Potomac The county told Nick Maravell that he must vacate Brickyard Road by Aug. 15 so it can move forward with plans for soccer fields.
Maravell asked to stay.
Last week, Maravell, owner of Nick’s Organic Farm, filed a motion to stay while the Montgomery County Circuit Court determines the ultimate outcome of the 20 acres on Brickyard Road.
Maravell has leased the property from the school system since 1980 to steward an organic farm. In March 2011, despite no public involvement or knowledge, the Montgomery County School Board voted to turn the land over to the county for a public-private partnership for soccer fields.
“There would be no harm to the Board, MCPS, the County or MSI if Petitioners are allowed to remain on the Property during the pendency of this action,” wrote James L. Parsons Jr., attorney for Maravell and Nick’s Organic Farm. “Neither the County nor MSI have submitted an application with [Park and Planning] related to the change of use for the subject property,” according to Parsons. “Thus, MSI does not yet have the necessary permits to begin the construction of the soccer fields.”
The Maryland Department of Agriculture certifies the farm as organic, which it has been since 1986. Maravell seeks to maintain “status-quo” while legal issues are decided by the courts.

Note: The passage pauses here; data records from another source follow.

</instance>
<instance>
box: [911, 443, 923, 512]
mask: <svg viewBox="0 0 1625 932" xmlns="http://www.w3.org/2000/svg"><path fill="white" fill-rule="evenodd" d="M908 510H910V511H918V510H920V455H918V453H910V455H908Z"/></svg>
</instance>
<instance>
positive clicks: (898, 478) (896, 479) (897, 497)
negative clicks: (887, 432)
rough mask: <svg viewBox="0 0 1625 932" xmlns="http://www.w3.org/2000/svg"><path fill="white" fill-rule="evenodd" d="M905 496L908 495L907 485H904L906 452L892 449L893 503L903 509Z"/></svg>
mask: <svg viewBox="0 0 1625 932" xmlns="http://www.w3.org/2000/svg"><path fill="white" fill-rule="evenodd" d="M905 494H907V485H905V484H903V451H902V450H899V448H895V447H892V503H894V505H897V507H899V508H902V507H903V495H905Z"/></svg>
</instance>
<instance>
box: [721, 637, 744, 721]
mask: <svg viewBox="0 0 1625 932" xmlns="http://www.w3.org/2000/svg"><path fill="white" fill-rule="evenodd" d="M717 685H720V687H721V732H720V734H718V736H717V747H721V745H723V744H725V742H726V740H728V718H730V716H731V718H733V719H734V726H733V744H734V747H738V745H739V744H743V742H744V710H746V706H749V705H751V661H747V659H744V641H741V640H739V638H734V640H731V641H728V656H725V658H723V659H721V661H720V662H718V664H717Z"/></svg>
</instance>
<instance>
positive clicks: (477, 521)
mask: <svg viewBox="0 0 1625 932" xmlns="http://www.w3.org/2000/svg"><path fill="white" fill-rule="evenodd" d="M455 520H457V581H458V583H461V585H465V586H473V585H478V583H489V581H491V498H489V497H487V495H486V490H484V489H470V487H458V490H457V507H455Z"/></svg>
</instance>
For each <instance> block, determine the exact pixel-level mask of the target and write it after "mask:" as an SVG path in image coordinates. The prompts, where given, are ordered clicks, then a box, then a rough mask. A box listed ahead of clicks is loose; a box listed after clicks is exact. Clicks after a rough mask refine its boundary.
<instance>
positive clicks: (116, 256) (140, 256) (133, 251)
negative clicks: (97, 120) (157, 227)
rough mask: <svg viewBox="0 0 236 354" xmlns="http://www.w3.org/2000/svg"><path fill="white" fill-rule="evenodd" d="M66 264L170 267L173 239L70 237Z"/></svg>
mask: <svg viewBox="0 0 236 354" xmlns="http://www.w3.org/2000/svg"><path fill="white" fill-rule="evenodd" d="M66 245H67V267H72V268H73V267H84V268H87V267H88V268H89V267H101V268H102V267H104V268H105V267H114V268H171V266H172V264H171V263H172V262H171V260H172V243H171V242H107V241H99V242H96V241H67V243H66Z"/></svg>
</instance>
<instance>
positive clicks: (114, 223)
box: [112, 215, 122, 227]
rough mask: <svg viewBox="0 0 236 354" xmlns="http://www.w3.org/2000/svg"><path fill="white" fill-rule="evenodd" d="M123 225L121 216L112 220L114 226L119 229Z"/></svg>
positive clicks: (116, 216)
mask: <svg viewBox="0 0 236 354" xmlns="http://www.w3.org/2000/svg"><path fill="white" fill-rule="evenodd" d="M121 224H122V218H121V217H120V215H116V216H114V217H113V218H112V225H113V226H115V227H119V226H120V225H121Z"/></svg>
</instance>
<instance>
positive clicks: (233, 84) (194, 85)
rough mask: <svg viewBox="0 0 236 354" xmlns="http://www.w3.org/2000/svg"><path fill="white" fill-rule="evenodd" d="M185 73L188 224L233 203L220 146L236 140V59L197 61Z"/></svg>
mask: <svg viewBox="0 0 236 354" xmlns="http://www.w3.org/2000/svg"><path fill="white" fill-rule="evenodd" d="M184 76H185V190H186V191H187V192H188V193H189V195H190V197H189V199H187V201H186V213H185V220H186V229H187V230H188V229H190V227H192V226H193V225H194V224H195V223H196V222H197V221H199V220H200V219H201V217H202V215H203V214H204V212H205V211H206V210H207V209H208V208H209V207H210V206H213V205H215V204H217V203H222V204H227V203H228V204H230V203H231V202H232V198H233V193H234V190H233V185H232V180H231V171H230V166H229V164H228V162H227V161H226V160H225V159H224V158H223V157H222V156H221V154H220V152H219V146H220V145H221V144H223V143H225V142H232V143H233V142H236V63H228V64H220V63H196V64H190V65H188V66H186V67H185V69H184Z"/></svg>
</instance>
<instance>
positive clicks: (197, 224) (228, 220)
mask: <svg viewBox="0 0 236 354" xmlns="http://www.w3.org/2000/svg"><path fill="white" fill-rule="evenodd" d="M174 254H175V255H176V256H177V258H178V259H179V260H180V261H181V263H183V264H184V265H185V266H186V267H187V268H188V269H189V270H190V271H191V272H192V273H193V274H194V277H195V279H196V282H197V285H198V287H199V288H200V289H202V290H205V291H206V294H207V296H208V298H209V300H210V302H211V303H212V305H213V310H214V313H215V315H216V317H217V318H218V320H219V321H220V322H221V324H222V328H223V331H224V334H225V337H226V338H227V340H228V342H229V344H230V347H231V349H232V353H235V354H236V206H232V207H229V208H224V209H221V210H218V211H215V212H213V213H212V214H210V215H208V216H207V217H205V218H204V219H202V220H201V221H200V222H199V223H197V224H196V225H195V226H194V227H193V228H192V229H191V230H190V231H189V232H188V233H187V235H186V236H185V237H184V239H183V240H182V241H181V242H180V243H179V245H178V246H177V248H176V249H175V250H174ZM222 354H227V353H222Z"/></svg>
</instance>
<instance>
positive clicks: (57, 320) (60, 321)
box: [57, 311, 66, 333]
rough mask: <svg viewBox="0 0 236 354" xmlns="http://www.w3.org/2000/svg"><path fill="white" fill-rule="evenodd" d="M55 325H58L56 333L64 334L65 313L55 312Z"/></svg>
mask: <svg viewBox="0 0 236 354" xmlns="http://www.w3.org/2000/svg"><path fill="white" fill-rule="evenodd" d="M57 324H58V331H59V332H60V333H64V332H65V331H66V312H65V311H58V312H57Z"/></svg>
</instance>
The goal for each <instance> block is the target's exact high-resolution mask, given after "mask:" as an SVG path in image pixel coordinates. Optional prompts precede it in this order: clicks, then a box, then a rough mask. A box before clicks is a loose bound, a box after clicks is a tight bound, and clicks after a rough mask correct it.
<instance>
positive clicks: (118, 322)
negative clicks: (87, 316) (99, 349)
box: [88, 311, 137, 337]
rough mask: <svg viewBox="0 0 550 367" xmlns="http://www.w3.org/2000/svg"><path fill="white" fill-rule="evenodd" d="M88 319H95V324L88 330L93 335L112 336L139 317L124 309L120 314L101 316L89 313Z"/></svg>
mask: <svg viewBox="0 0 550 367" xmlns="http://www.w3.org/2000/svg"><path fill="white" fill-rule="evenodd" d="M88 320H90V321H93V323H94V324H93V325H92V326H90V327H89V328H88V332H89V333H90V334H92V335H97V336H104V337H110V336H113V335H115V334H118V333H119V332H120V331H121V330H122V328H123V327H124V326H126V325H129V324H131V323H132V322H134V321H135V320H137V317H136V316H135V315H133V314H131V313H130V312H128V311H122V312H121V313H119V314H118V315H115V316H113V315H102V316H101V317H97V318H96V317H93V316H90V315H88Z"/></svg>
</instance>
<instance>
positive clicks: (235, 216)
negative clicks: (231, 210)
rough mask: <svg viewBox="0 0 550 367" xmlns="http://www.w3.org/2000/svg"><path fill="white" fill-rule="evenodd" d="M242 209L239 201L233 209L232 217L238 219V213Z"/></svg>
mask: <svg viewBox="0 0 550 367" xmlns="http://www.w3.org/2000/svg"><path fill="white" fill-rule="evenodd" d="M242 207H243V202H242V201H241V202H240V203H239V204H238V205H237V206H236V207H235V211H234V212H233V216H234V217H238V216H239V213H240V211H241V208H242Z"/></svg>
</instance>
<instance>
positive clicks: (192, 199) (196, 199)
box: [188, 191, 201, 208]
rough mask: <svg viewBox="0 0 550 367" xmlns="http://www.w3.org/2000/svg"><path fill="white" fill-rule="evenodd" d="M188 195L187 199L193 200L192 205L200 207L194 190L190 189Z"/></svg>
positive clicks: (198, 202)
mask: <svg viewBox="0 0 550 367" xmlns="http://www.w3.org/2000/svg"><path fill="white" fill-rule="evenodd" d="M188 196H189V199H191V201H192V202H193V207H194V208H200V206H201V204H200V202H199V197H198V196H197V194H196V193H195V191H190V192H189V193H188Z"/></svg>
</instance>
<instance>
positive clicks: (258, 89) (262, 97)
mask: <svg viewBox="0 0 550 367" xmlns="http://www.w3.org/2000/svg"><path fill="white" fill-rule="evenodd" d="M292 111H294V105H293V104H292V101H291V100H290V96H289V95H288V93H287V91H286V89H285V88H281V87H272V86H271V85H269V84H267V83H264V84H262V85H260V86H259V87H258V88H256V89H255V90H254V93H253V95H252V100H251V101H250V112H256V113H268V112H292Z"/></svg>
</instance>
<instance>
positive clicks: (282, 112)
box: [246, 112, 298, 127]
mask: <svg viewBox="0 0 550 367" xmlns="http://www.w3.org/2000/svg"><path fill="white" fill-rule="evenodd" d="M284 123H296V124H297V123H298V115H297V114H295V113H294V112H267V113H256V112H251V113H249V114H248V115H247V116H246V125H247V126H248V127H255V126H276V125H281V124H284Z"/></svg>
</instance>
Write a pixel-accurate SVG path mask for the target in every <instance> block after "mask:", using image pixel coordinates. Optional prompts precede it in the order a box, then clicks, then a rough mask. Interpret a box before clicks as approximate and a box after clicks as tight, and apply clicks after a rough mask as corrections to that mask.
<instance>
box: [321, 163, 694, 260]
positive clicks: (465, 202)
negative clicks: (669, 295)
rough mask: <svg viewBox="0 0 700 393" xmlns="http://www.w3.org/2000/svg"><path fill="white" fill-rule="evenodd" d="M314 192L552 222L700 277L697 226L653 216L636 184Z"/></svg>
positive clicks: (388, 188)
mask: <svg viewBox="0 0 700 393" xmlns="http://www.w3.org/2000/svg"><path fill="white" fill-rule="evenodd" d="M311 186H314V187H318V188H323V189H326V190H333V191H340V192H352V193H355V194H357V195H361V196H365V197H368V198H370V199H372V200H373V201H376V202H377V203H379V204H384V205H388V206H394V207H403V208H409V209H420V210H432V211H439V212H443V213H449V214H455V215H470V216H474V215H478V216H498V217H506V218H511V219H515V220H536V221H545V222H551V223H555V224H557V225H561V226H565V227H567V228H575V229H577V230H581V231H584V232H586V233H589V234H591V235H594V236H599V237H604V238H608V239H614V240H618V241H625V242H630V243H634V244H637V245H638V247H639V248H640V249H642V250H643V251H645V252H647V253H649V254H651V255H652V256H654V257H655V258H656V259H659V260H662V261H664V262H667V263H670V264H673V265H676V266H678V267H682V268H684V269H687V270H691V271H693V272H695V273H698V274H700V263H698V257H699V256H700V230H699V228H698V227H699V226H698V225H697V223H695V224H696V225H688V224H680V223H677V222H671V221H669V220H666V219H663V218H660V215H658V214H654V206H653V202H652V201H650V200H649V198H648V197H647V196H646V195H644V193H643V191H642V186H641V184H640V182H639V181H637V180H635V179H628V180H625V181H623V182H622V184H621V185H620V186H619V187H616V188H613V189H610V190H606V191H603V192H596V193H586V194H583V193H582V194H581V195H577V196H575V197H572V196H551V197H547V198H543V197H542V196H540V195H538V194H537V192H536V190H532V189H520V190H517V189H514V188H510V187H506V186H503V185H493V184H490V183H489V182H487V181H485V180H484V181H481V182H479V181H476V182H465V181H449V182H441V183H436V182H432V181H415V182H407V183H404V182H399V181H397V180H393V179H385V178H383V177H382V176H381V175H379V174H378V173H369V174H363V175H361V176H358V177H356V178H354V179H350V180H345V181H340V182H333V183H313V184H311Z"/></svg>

“If a stay is not entered, petitioners will be forced to vacate the property after Aug. 15, 2012. As a result, over 30 years years of organic soil building will be lost,” according to the Circuit Court documents.
Maravell also requested an expedited hearing in Circuit Court.
A hearing had already been scheduled for Aug. 14 to respond to a related Circuit Court matter filed by the Brickyard Coalition. The Brickyard Coalition claims the county has not fully responded to its request under the Maryland Freedom of Information Act.
Both Maravell and the Brickyard Coalition asked for Judicial Review of last week’s State Board of Education ruling. The state board ruled that Montgomery County’s Board of Education did not violate law when voting to turn the land over to the county during a March 2011 meeting.
Maravell and the Brickyard Coalition challenge the validity of the lease to the county.
According to the court documents:
“There are serious legal questions going to the merits, including but not limited to:
“a) Whether the Board’s action was illegal because it exceeded its authority under Section 4-114 of the Maryland Education Article, because the Lease does not result in direct benefits to the Board in carrying out its educational responsibilities.
“b) Whether the Board’s actions violated its own policies and procedures as stated in the Board of Education Handbook and the Open meetings Act.”
The Almanac did not obtain the county’s Circuit Court response to Maravell’s motions by its Tuesday presstime.
But the county believes there is a critical need for soccer fields in the county and County Executive Isiah Leggett acted to meet that need.
The county also says it offered Maravell help to relocate his farm, as well as language in the Request for Proposal that included a section of the soccer site to be devoted to a farm use.
The county says MSI was the only bidder during the Request for Proposal period.
The county, through legal documents, also says it has been responsive to the Brickyard Coalition requested release of information.
The county has claimed that the Master Plan confirms that the site is suggested for ball fields, a claim opponents contest by quoting the Master Plan itself.
On Monday, Aug. 6, Leggett announced a new program to support farmers that emphasizes the need for farmers to have long-term access to their land.
“Our region has an ever-increasing demand for sustainable, local food — food that nourishes our children, reclaims our environment and provides meaning employment within the County,” said Leggett. “The New Farmer Pilot Project will give new farmers a head start by matching them with private land owners and a support network that enables them to grow their businesses.”